Bahman Koohestani is a Canadian business executive in the technology sector known for his roles at Netscape Communications Corporation, Delano Technology Corporation, LendingClub, and ACV Auctions. He was the founder of Delano and has experience in software engineering, fintech, and large-scale digital marketplaces.

== Early life and education ==
Koohestani was Born in Canada to parents of Iranian heritage. He earned a Bachelor of Science degree in Computer Science from York University in Toronto, Canada.

== Career ==
He began his career at Delrina Corporation in Toronto, serving as Director of Forms and Enterprise Software from around 1990 to 1993.

In 1995, Koohestani joined Netscape Communications Corporation, where he worked in the messaging and servers division during the commercial web browser’s early development.

In 1998, Koohestani co-founded Delano Technology Corporation, an enterprise software company providing e-business integration and automation tools. He served as Executive Vice President and Chief Technology Officer, expanding the firm from about 7 employees to over 600 before taking it public on NASDAQ.
Delano Technology was later acquired by Divine, Inc. in 2002.

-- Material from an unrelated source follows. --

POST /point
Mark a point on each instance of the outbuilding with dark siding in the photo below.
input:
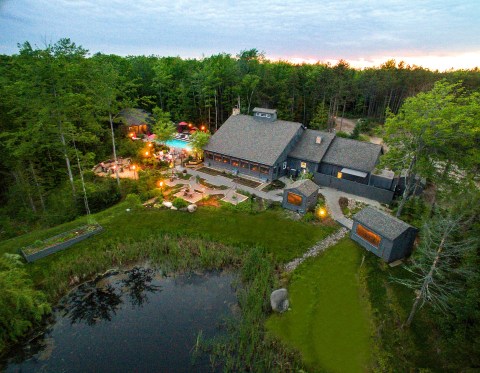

Koohestani became Chief Information Officer of Orbitz Worldwide Inc. in 2004, leading global technology delivery for its travel platforms. He subsequently held senior technology and product leadership positions at NexTag Inc., PayPal Inc., and Thomson Reuters Corporation.

In April 2018, Koohestani was appointed Chief Technology Officer of LendingClub Corporation, overseeing product engineering, design, and data science.

On 9 September 2021, he joined ACV Auctions Inc. as Chief Technology Officer, where he led technology, product, and data strategy for the automotive marketplace.

== Personal life ==
Koohestani is based in the San Francisco Bay Area and enjoys aviation, golf, and European history.